Task Description
While familiarizing myself with the code, I found some small changes in the solve_cubic function that lead to a significant speedup.
In my experience, “pow” is by far the slowest function in math.h and replacing it with simpler functions usually makes a tremendous impact on the speed (it’s an order of magnitude slower than sqrt/exp/cbrt/log).
solve_cubic has a “pow” function that can be replaced by cbrt (cubic root), which is standard in ISOC99 and should be available on all systems. Separate benchmarks of solve_cubic function show this change almost doubles the speed and does not lower the accuracy. As solve_cubic is part of the solution of quartic equation, this improves the speed for many primitives. Testing with a scene containing many torus intersection tests (attached below) I still observed almost 10% speedup (Intel, 4 threads, 2 hyperthreaded cores, antialiasing on, 600×600: from 91 to 84 seconds). And this is for a torus, where a lot of time is spent in the solve_quartic and cubic solver is only called once! Similar speedup should be expected for prism, ovus, sor and blob.

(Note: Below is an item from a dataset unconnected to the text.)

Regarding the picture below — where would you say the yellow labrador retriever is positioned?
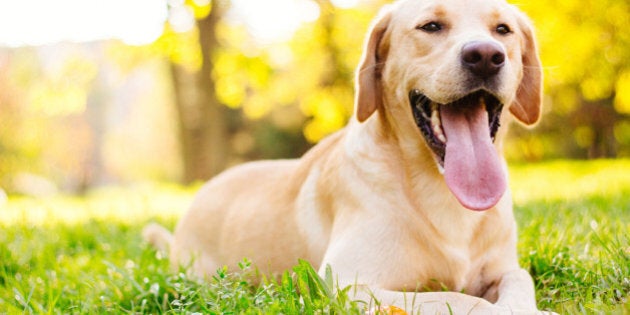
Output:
[145,0,541,314]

I do believe the cubic solver can be done without trigonometry, but that would mean changing the algorithm, introducing new bugs and requiring a lot of testing. However, the trigonometric evaluation can still be simplified (3% speedup in full torus benchmark).
These changes don’t affect the algorithm at all, they are mathematically identical to the existing code, so the changes can be applied immediately. I also included other changes just as suggestions. Every change is commented and marked with [SC 2.2013].
This sadly does not speedup the sturm solver, which uses bisection and regulafalsi and looks very optimized already.
The test scene I used has a lot of torus intersections from various directions (shadow rays, main rays, transmitted rays).